- Associações de juízes, do Ministério Público e de militares tentam alterar a PEC para manter a punição máxima, a aposentadoria compulsória, vigente apenas após o trânsito em julgado.
- A PEC, relatada pela senadora Eliziane Gama (PT-MA), deve ser votada nesta quarta-feira (08) na Comissão de Constituição e Justiça do Senado.
- Três emendas propostas por senadores — Sergio Moro (PL-PR), Rogério Carvalho (PT-SE) e Hamilton Mourão (Republicanos-RS) — ainda serão analisadas.
- Senadores avaliam a medida como corporativismo das categorias, embora haja boa receptação entre líderes partidários.
- A proposta se conecta a decisão do ministro do STF Flávio Dino, que, em 16, reforçou que a aposentadoria compulsória não é mais permitida como pena máxima por violações disciplinares, ainda que a prática tenha persistido.
Associações de magistrados, integrantes do Ministério Público e militares trabalham para alterar a PEC que prevê o fim da aposentadoria compulsória. A proposta pretende que a punição para magistrados seja efetivada apenas após o trânsito em julgado, quando não cabem mais recursos.
A PEC é relatada pela senadora Eliziane Gama (PT-MA) e deve ser votada nesta quarta-feira pela CCJ do Senado.
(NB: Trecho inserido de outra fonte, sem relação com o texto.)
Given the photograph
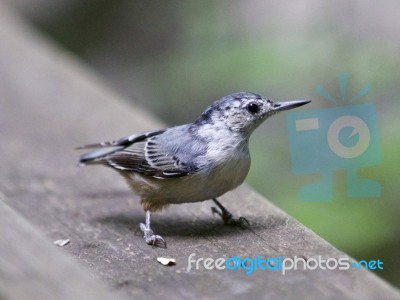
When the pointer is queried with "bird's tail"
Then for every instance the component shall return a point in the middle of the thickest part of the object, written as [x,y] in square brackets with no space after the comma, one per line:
[97,155]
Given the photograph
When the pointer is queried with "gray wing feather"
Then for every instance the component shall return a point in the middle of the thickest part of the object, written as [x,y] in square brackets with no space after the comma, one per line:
[162,154]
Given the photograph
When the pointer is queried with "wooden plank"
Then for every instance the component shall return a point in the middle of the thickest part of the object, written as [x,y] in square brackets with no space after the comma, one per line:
[32,268]
[50,104]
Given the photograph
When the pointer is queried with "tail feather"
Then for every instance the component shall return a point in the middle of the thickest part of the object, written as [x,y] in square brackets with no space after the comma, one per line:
[98,154]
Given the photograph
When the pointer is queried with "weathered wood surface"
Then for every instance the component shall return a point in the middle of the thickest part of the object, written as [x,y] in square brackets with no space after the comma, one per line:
[49,104]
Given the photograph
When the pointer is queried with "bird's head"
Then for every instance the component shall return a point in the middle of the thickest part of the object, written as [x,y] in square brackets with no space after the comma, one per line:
[243,112]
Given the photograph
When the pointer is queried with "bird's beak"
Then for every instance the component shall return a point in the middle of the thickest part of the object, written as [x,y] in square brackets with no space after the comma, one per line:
[280,106]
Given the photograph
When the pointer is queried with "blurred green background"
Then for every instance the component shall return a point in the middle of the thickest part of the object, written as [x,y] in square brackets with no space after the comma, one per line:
[176,57]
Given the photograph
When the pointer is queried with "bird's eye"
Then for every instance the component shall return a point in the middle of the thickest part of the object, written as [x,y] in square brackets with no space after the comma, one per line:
[253,108]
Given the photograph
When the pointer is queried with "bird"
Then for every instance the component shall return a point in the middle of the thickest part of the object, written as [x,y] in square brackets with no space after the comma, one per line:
[193,162]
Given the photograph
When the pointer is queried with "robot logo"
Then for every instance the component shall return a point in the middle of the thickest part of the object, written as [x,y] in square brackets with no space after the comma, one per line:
[344,137]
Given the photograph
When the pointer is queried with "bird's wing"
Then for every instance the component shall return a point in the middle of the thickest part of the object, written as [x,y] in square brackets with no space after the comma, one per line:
[162,154]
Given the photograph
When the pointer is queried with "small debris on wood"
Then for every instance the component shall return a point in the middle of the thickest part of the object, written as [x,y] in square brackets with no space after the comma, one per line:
[61,243]
[166,261]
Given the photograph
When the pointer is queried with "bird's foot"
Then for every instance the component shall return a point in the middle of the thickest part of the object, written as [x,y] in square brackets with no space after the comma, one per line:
[151,238]
[228,218]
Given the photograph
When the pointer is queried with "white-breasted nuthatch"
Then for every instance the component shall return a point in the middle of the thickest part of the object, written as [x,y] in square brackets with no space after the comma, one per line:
[193,162]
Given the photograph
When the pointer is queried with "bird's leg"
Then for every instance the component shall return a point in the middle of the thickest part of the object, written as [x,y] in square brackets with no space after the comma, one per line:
[227,217]
[149,236]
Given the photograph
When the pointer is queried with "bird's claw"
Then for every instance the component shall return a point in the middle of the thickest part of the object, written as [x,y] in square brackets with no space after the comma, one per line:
[152,239]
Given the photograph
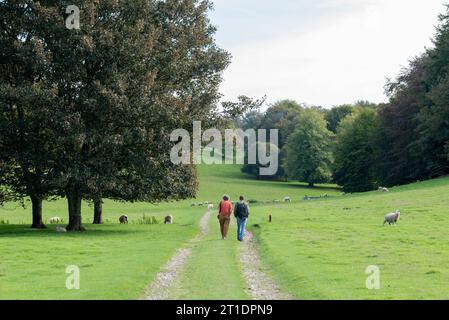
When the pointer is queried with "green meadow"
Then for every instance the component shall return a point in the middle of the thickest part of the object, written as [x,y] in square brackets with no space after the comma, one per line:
[316,249]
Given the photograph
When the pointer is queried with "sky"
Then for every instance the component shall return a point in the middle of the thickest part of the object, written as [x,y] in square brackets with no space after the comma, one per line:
[320,52]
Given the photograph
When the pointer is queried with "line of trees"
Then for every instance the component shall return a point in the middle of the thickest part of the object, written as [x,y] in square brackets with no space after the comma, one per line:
[87,114]
[363,146]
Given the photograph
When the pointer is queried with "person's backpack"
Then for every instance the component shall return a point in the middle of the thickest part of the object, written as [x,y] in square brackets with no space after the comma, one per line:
[242,210]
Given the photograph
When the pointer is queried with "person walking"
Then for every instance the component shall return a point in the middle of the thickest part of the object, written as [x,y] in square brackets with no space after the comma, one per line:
[241,212]
[224,216]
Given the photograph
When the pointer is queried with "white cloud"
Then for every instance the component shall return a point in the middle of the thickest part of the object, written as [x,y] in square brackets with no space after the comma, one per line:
[336,60]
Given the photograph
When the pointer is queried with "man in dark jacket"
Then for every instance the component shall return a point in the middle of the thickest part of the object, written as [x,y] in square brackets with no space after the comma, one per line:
[241,212]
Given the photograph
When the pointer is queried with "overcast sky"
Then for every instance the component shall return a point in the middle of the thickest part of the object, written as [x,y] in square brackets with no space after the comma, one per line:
[320,52]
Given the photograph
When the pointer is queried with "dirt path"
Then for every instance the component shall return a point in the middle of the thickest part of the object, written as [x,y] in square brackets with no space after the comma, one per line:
[260,285]
[159,288]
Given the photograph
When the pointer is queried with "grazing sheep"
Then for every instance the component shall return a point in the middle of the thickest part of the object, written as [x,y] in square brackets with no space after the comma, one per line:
[168,219]
[55,220]
[123,219]
[60,229]
[392,218]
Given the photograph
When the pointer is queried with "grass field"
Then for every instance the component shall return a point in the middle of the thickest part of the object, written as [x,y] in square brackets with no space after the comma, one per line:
[315,249]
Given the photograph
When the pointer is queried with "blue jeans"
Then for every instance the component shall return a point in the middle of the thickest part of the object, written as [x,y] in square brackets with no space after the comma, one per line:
[241,224]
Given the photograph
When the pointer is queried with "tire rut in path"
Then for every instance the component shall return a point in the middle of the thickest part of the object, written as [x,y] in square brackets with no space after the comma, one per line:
[260,285]
[159,288]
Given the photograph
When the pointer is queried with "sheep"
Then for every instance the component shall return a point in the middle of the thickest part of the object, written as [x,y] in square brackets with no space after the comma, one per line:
[55,220]
[392,218]
[123,219]
[60,229]
[168,219]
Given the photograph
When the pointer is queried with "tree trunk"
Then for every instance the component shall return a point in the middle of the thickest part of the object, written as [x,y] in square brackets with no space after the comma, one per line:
[98,210]
[74,200]
[37,213]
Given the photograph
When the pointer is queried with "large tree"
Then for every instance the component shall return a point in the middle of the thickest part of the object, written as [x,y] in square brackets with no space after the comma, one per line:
[307,152]
[356,151]
[26,108]
[134,72]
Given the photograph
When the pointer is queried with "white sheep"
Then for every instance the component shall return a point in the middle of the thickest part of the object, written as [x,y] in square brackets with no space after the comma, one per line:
[392,218]
[55,220]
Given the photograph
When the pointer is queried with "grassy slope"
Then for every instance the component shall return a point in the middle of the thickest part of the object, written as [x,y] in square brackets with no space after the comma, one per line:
[213,271]
[116,262]
[320,250]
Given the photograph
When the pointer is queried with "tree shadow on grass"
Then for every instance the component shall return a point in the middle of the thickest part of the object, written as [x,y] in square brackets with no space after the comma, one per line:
[24,231]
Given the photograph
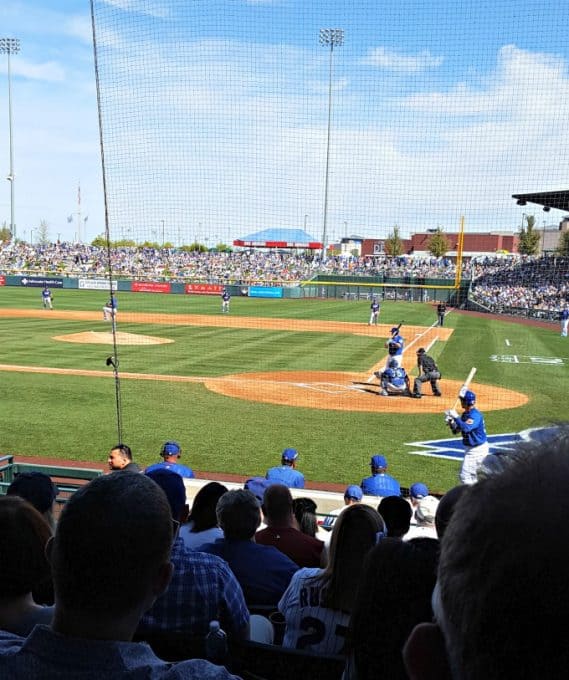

Não houve alterações no relatório nem indicativos de acolhimento das demandas das carreiras.
Reservadamente, senadores avaliam a iniciativa como corporativismo de setores da Justiça e de forças de segurança. Entre os líderes partidários, a proposta vem recebendo boa aceitação.
Emendas e posição dos parlamentares
Três emendas foram apresentadas por senadores para alteração do texto, de acordo com informações disponíveis. Os autores são Sergio Moro (PL-PR), Rogério Carvalho (PT-SE) e Hamilton Mourão (Republicanos-RB).
Apesar do interesse parlamentar, não há previsão de encaminhamento específico para o plenário do Senado. A tramitação segue na CCJ, sem data marcada para votação.
Contexto e histórico jurídico
A PEC foi apresentada pelo ministro Flávio Dino, hoje no STF, quando ainda era senador. Em 16 de julho, Dino determinou que a aposentadoria compulsória não pode mais funcionar como pena máxima por violações disciplinares.
O despacho reforça balanço anterior: a prática de punir magistrados com afastamento remunerado já era questionada. A Constituição, em 2019, mudou para estabelecer perda de cargo como punição mais severa, mas a prática permaneceu em uso.